DEPDC5 (or DEP domain-containing 5) is a human protein of poorly understood function but has been associated with cancer in several studies.   It is encoded by a gene of the same name, located on chromosome 22.

Function
The function of DEPDC5 is not yet known, but it has been implicated in intracellular signal transduction based on homology between the DEP domains of DEPDC5 and Dishevelled-1 (DVL1).

Mutations in this gene have been associated to cases of focal epilepsy (doi:10.1038/ng.2601).

Gene
In Homo sapiens, the DEPDC5 gene has been localized to the long arm of chromosome 22, 22q12.2-q12.3, between the PRRL14 and YWHAH genes. The clinical relevance of this gene includes an intronic SNP (rs1012068) that has been associated with a 2-fold hepatocellular carcinoma-risk increase.

Structure

Domains

DEP
The DEP domain derives its name from the proteins Dishevelled, Egl-10 and Pleckstrin, each of which contain a variant of this domain. It spans 82 residues and is 343 amino acids from the C-terminus. A SWISS-MODEL predicts two beta sheets and three alpha helices contained within the domain.

While its exact function is not known, the DEPDC5 DEP domain has the highest structural similarity to the DEP domain of DVL1 when performing a CBLAST at NCBI. The alignment scores an Evalue of 1.00e-08 and indicates 30% identity between the DEP domains of the two proteins. In DVL1, the DEP domain is involved in localization of the protein to the plasma membrane as part of the Wnt signaling pathway.

DUF 3608

The DUF 3608 domain sits 99 amino acids from the N-terminus and itself spans 280 amino acids.  PELE predicts at least one beta sheet and two alpha helices within this domain. It also contains 26 highly conserved residues and several post-translation modifications. Both occurrences are addressed later in this article.

Evidence for the function of DUF 3608 has been uncovered in the yeast homolog Iml1p.  Imlp1's DUF 3608 is thought to aid in binding to two protein partners, Npr2 and Npr3.  Together, these three proteins form the Iml1-Npr2-Npr3 complex and are involved in "non-nitrogen starvation" autophagy regulation. The researchers who uncovered this propose renaming DUF 3608 to RANS (Required for Autophagy induced under Non-nitrogen Starvation conditions).

Secondary Structure

Based on unanimous consensus by the secondary structure prediction tool PELE, DEPDC5 contains at least ten alpha helices and nine beta sheets.  The locations of these secondary structures are illustrated in the image below: red highlights are alpha helices and blue highlights are beta sheets.

Homology

Orthologs
Fungi are the most distantly related organisms to contain a protein orthologous to human DEPDC5, including Saccharomyces cerevisiae and Albugo laibachii.  In the fungi, the protein name is Iml1p, or vacuolar membrane-associated protein Iml1. Name deviations in other organisms include CG12090 (Drosophila) and AGAP007010 (mosquito).
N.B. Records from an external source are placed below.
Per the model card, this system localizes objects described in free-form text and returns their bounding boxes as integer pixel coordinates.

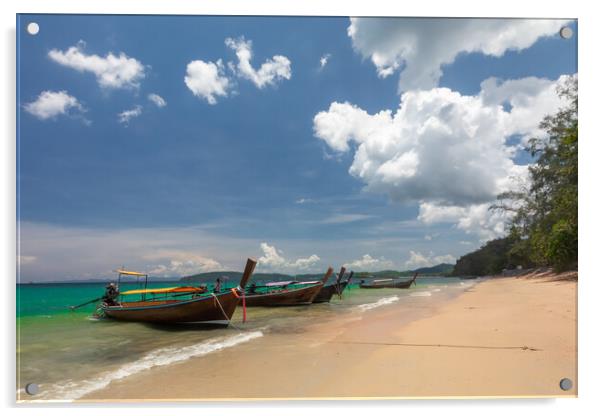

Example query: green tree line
[453,77,578,276]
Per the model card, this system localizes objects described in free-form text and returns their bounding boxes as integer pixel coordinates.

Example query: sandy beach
[81,276,577,401]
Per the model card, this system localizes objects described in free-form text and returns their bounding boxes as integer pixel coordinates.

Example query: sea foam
[29,331,263,401]
[357,296,399,311]
[410,291,432,297]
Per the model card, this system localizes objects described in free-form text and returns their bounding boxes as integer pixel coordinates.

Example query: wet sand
[80,276,577,401]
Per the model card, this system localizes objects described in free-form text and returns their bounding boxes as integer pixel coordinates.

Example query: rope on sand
[331,341,543,351]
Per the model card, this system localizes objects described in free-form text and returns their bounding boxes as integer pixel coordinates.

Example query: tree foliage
[492,77,578,270]
[454,77,578,275]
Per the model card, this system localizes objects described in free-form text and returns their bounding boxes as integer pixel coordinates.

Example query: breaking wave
[27,331,263,401]
[410,291,432,297]
[357,296,399,311]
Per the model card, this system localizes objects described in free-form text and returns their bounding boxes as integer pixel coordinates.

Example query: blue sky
[17,15,577,280]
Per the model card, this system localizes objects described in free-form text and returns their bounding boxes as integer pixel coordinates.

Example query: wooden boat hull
[239,283,323,306]
[313,282,347,303]
[101,291,238,325]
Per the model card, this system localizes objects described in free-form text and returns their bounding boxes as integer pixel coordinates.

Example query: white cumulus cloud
[345,254,393,271]
[320,53,331,69]
[147,93,167,108]
[347,17,567,91]
[225,37,291,88]
[117,105,142,124]
[48,41,145,88]
[144,250,224,277]
[405,250,456,269]
[184,59,232,105]
[23,91,84,120]
[314,76,566,236]
[257,243,320,272]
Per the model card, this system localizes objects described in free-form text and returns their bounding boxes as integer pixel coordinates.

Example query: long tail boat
[360,273,418,289]
[240,267,332,306]
[313,267,353,303]
[100,259,257,325]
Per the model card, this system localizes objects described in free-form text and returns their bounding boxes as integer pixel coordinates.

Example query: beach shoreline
[71,274,577,402]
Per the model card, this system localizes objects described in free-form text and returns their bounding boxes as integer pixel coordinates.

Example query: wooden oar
[69,296,104,311]
[335,267,345,299]
[240,258,257,289]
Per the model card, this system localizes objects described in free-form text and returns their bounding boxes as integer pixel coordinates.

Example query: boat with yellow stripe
[99,259,257,325]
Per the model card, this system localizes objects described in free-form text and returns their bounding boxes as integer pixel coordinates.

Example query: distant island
[180,263,454,283]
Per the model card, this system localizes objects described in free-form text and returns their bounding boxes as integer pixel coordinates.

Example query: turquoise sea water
[17,277,474,400]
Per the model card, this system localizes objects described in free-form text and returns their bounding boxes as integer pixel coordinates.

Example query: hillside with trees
[453,77,578,276]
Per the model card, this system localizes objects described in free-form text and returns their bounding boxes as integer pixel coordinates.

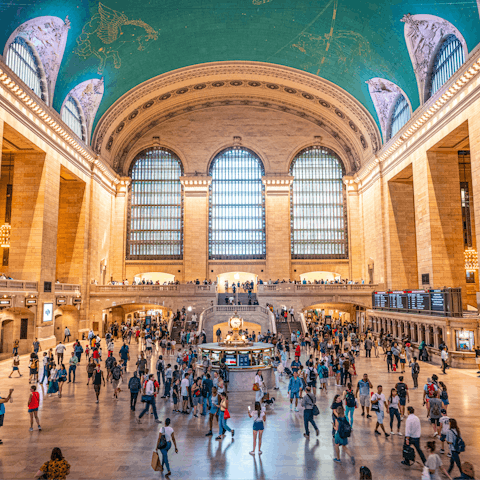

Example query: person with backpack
[112,362,123,400]
[302,386,320,438]
[447,418,465,475]
[333,407,355,465]
[128,372,142,412]
[410,357,420,390]
[343,382,356,429]
[395,376,410,418]
[402,407,427,466]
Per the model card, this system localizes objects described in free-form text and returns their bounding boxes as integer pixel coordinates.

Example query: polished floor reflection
[0,344,480,480]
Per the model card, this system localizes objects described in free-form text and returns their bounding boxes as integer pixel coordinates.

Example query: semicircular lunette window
[62,95,85,140]
[430,35,465,96]
[5,37,46,101]
[290,147,348,259]
[208,148,266,260]
[127,148,183,260]
[388,95,410,140]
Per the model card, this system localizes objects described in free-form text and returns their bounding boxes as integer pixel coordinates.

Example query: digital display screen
[43,303,53,322]
[225,355,237,367]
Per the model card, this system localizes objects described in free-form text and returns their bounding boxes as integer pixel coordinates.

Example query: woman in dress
[35,447,70,480]
[248,402,267,455]
[215,392,235,440]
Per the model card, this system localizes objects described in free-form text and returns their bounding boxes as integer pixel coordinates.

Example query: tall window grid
[5,37,46,101]
[208,147,266,260]
[430,35,465,96]
[127,148,183,260]
[62,95,85,140]
[290,147,348,259]
[388,95,410,139]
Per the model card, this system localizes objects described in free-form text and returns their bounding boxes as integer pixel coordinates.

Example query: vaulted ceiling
[0,0,480,132]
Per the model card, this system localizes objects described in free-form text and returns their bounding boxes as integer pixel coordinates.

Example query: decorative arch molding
[92,62,381,164]
[401,14,468,105]
[366,77,412,143]
[114,97,365,173]
[60,77,104,145]
[3,16,70,105]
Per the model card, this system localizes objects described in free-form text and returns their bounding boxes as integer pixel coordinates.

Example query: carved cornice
[92,62,381,161]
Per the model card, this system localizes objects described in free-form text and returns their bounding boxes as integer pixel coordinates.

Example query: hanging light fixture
[463,247,478,272]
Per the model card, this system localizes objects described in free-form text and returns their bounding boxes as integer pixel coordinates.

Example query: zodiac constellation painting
[75,3,158,74]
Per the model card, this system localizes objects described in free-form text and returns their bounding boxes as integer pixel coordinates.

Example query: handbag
[152,450,163,472]
[421,466,432,480]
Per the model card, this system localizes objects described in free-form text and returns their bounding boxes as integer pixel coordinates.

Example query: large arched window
[290,147,348,258]
[208,147,265,260]
[127,148,183,260]
[5,37,46,102]
[62,95,85,141]
[388,95,410,140]
[429,35,465,97]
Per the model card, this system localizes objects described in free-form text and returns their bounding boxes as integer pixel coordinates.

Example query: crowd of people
[0,316,474,479]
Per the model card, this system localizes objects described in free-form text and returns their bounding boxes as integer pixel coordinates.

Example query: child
[8,355,22,378]
[173,378,180,413]
[439,408,450,453]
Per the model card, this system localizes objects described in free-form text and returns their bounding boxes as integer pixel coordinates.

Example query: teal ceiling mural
[0,0,480,129]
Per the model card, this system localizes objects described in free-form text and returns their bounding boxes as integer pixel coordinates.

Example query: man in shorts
[287,372,303,412]
[93,364,105,403]
[355,373,373,418]
[372,385,390,437]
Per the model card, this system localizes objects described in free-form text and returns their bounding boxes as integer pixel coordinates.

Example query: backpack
[397,383,407,398]
[345,392,355,408]
[452,432,465,453]
[337,417,352,439]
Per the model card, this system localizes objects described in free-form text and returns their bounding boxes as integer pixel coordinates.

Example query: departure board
[388,290,407,310]
[430,290,446,313]
[407,290,430,311]
[373,292,388,308]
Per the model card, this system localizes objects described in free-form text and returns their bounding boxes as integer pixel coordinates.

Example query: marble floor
[0,344,480,480]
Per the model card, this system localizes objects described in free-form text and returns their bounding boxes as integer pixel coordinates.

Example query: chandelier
[464,248,478,271]
[0,223,12,248]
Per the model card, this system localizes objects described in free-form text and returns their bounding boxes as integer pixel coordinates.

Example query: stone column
[110,177,129,282]
[413,151,466,308]
[262,175,294,280]
[180,176,212,282]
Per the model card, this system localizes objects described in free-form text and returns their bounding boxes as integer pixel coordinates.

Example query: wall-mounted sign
[43,303,53,322]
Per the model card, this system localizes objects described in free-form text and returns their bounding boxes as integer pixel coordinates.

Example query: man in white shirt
[180,373,190,413]
[55,342,66,365]
[402,407,427,465]
[371,385,390,437]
Conservation is high between humans and other vertebrate species, ranging from 74% identity in cichlids to 99% identity in chimpanzees.

The following table summarizes an analysis of 20 proteins orthologous to human DEPDC5.  

30 residues have been conserved since animals and fungi diverged, with 26 of these located in the DUF 3608 domain. The following multiple sequence alignment illustrates this conservation of the DUF domain; representatives from invertebrate and fungal clades are aligned to the human DUF 3608 with completely conserved residues colored green.

Paralogs
There are no known human DEPDC5 paralogs, but there are 64 human proteins containing a homologous DEP domain.  There are also no identified paralogs for the yeast protein Iml1, the most distantly related ortholog of human DEPDC5.

Expression 

DEPDC5 expression has been characterized as ubiquitous in human tissue by RT-PCR analysis and in DNA microarray studies as displayed in the chart below.

One study on patients with hepatocellular carcinoma found higher DEPDC5 expression in tumor tissue than in non-tumor tissue. Conversely, a homozygous deletion of three genes, one being DEPDC5, was found in two glioblastoma cases. Other expression anomalies include zero expression in MDA-MB-231 breast cancer cell line and low expression in P116 (ZAP70 negative) cell line.

Post-translational Modifications
The following post-translational modifications were predicted with the proteomic tools compiled at ExPASy  and PhosphoSite Plus for the human DEPDC5 protein.

Interaction
DEPDC5 may possibly interact with the proteasome subunit PSMA3 as evidenced by coimmunoprecipitation and the transcription factor MYC. DEPDC5 is in the "GATOR1" complex with NPRL2 and NPRL3.